Publicado el 12 de abril de 2010 en el Diario Montañés

En Mayo del 68 circulaba una frase común por todo París que en el idioma de origen era algo así como Il est interdit d´interdire, traducido: prohibido prohibir. Abordando cualquier cuestión relacionada con la juventud actual española, creo que somos muy dados a generalizar y, por lo tanto, a crear una opinión muy de calle acerca de que los jóvenes, todos, son un caso, están perdidos, y sin rumbo fijo. Vayamos por partes. Es cierto que el sistema educativo hace aguas por determinadas grietas (responsabilidad, exigencia, esfuerzo, méritos y conducta, principalmente), y prueba de ello es el gran pacto nacional en educación que se busca ahora como agua de mayo, ¡mira, precisamente mayo! Tiempo habrá de calibrar los cambios que se produzcan, aunque mucho me temo que si no involucran a los padres (saco a colación aquí a los tutores con toda intención), no llegará al buen puerto que los colectivos educativos, empresariales y sociales anhelamos. Creo que quien piensa que en la base de la crisis actual está la educación, y que la educación es también la piedra de toque principal para el día de mañana, tiene razón. Ahora bien, cuando se habla de problemas actuales de nuestra juventud y su responsabilidad futura con el empleo, la familia y los valores sociales (solidaridad, igualdad, eliminar la violencia de género, no a la guerra…), queremos cargar las tintas sobre su falta de sensibilidad y educación, en general, el botellón, las drogas y el sexo,  desprendiéndonos los padres de lo que es nuestra responsabilidad directa sobre la educación directa de nuestros hijos, y, en especial, en todas estas cuestiones que enumero, y seguro que me habré dejado alguna en el tintero.

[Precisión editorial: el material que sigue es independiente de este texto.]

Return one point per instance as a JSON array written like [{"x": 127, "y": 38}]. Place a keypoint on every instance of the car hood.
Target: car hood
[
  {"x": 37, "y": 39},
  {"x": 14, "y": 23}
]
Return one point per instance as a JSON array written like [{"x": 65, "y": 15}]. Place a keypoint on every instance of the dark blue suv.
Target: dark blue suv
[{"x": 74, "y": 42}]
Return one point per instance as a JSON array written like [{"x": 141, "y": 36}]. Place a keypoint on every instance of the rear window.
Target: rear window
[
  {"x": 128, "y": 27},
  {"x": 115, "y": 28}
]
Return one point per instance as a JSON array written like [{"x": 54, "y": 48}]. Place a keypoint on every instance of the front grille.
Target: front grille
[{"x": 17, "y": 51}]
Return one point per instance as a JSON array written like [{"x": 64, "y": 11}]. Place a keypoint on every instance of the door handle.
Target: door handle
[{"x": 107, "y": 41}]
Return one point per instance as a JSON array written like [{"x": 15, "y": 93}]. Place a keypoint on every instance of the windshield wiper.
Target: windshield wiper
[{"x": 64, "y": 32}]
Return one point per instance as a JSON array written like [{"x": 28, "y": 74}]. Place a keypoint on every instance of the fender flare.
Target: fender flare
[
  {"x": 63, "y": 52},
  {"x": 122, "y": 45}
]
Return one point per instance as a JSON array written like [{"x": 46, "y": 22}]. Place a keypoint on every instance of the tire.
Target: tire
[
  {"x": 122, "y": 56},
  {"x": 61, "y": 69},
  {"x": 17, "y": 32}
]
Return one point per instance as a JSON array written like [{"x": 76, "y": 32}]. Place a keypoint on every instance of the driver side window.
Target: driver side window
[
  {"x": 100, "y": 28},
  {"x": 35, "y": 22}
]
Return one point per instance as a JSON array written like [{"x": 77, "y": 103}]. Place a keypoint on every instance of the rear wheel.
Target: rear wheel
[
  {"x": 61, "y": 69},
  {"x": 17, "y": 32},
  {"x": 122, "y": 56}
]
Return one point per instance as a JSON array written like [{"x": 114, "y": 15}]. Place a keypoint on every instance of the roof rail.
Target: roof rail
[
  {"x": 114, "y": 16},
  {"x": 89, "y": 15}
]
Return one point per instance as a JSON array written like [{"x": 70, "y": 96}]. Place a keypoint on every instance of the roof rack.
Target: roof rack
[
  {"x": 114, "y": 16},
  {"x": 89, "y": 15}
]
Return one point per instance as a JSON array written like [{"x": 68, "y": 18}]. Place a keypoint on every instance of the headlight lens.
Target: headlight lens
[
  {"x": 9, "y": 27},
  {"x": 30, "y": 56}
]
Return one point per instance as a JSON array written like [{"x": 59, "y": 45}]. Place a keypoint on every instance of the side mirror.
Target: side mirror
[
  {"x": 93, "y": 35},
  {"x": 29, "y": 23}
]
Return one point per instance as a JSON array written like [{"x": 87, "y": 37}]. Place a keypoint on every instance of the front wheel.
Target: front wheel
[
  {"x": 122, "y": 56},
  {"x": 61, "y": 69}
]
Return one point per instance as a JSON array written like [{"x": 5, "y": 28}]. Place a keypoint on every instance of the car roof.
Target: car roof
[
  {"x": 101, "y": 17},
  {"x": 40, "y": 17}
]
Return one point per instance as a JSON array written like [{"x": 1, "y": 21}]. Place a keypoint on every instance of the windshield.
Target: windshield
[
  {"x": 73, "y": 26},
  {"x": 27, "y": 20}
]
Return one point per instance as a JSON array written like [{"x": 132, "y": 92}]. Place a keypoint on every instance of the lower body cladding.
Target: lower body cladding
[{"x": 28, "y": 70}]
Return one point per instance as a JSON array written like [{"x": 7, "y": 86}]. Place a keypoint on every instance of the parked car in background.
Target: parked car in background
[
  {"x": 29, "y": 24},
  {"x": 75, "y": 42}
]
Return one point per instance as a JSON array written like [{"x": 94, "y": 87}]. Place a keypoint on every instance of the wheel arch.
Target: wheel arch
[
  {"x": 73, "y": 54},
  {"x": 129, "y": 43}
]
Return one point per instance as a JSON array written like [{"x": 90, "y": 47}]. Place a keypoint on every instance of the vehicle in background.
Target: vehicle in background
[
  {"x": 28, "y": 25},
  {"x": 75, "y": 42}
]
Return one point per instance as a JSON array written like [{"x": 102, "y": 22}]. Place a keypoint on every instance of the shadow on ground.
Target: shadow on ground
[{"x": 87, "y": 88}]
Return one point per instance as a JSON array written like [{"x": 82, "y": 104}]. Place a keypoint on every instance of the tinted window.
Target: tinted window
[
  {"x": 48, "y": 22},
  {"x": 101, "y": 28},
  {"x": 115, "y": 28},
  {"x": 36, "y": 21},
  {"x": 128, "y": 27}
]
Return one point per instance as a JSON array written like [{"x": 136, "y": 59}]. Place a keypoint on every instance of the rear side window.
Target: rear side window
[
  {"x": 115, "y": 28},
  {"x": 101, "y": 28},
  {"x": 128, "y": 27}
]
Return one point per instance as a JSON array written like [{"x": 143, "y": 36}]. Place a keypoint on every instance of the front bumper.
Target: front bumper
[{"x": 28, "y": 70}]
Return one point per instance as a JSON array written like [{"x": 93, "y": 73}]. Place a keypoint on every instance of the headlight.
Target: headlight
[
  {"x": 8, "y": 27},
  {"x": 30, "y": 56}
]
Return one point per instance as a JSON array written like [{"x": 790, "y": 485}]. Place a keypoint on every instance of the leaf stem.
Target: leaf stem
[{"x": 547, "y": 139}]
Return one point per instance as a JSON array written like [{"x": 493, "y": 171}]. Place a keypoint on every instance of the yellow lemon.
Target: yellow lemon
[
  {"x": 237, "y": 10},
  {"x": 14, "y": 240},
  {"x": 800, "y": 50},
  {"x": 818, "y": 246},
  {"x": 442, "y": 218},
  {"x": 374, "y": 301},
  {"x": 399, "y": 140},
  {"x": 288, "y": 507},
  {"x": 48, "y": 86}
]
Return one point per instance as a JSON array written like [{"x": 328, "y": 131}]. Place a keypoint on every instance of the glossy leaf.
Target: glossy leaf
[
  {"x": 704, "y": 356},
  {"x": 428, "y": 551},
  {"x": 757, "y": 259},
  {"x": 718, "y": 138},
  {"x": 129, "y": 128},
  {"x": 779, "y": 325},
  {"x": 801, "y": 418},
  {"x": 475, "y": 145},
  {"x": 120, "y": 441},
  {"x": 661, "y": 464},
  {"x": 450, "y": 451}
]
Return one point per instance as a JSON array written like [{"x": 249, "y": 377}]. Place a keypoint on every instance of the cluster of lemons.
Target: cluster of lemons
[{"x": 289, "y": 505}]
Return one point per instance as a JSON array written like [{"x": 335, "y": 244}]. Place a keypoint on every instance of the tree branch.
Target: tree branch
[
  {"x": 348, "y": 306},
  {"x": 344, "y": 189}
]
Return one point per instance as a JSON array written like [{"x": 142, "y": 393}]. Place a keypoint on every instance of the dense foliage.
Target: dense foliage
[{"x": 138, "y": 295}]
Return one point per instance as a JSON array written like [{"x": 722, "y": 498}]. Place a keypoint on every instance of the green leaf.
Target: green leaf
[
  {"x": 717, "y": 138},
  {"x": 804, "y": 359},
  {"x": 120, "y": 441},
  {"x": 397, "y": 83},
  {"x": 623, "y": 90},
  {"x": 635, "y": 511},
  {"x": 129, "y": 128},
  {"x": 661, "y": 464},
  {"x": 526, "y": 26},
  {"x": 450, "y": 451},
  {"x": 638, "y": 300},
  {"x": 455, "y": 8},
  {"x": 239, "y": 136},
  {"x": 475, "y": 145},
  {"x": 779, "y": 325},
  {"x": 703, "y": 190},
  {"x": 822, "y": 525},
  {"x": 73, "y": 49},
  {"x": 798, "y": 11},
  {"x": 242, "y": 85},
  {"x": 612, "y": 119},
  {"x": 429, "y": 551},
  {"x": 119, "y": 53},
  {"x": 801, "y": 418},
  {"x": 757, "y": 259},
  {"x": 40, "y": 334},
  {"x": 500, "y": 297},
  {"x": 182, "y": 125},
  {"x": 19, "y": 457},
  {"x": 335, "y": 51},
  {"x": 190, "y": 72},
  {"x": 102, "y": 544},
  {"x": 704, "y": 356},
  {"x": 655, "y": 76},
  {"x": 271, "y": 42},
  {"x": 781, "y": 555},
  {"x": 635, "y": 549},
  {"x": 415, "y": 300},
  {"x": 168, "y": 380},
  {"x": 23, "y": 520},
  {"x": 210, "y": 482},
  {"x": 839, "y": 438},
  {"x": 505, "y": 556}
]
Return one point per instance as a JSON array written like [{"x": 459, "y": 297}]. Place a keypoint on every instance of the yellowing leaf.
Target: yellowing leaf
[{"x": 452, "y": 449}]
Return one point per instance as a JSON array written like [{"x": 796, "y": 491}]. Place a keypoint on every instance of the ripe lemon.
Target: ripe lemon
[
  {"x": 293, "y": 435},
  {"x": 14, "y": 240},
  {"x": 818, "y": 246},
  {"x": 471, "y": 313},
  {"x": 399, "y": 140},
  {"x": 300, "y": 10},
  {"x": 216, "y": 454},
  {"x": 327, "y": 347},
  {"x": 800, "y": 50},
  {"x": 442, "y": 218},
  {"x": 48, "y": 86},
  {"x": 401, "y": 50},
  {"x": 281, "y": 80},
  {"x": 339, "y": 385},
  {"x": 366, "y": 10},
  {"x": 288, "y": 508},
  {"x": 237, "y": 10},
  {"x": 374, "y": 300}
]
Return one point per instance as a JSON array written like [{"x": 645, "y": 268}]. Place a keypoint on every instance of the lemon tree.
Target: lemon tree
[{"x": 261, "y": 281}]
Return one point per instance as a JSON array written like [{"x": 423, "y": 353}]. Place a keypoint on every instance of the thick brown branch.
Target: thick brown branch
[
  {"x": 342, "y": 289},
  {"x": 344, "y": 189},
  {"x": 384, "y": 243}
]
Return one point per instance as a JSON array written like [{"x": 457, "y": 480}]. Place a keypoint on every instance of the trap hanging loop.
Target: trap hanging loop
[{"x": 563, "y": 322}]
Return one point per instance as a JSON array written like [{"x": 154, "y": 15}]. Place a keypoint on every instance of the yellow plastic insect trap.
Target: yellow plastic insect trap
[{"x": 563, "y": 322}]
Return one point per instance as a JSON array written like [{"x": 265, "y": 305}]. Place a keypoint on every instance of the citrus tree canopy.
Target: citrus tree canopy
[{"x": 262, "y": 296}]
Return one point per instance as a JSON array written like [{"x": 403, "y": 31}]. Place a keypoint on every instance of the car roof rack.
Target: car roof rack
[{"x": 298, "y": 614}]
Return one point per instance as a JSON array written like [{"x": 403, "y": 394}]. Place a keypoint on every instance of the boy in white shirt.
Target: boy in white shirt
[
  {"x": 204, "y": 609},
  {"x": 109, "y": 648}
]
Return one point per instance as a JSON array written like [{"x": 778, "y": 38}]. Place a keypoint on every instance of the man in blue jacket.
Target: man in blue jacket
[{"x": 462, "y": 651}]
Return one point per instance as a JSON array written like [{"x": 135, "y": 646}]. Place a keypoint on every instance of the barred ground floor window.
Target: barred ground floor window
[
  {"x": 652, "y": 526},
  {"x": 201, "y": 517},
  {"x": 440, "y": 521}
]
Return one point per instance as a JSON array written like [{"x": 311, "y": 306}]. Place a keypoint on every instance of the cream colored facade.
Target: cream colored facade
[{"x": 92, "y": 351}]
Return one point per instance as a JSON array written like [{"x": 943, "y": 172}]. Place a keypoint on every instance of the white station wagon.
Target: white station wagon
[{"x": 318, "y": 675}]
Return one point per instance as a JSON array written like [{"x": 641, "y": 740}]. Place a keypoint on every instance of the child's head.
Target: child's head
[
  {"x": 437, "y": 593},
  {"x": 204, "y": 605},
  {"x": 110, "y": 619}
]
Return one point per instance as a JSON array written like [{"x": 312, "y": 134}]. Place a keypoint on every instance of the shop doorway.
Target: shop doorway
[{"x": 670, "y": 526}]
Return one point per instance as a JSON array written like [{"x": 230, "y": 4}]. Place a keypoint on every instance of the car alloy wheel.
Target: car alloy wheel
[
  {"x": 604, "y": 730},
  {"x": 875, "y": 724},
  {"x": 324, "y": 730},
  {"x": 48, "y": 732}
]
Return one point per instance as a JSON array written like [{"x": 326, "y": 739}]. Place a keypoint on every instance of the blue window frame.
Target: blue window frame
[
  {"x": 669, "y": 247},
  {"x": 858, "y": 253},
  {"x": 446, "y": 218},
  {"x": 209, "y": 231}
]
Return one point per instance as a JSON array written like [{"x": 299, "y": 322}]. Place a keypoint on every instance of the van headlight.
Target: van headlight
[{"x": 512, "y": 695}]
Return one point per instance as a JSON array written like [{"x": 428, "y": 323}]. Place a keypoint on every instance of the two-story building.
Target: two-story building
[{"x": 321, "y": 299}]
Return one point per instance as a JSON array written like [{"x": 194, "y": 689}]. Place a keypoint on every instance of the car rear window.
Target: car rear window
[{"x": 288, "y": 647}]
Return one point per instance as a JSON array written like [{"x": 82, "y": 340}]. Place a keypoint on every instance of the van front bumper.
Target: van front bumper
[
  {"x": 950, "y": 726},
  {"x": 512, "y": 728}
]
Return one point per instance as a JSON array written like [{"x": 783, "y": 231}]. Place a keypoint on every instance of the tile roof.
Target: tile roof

Seguro que por mi deformación de periodista, cada vez que tengo la ocasión en esta misma página de abordar un tema de actualidad en profundidad, siempre trato de buscar las fuentes directas. Una joven de 22 años me abre los ojos a la hora de hablar de nuestra bendita juventud, para lo bueno y para lo malo. Me explica que es muy fácil hablar y escribir sobre lo difícil que está ahora educar a la juventud, que si pasan de todo, que si no tienen interés por nada. Me da un palo mental de aupa al preguntarme: “¿tenéis y ponéis ese interés los padres?” Durante un momento largo me callo por si acaso. Sigue ella: “No me canso de ver cómo niños y adolescentes tienen todas las tardes llenas de actividades extraescolares: hacer deporte, aprender a tocar un instrumento musical o un idioma extranjero, etcétera. Todo eso requiere de un esfuerzo y una responsabilidad que es muy importante adquirir en edades tempranas. Pero, esa responsabilidad también la tienen que tener los padres, es decir, todas estas actividades no son una guardería o un lugar donde nos cuidan al hijo”. Me la envaino por si acaso y sigo un poco más callado, con cara como de meditación. “La falta de esfuerzo y la irresponsabilidad que tiene la juventud actual la ha visto en casa, en unos padres que cambian el partido de su hijo por salir de vermut o que no van a clase de violonchelo con su hija porque tienen a su vez clase de pilates”, me remata. Al final, no se puede generalizar ni con la juventud, ni con los padres de esta, pero hay una cosa común a ambos como es su complicidad en todo lo que hagan.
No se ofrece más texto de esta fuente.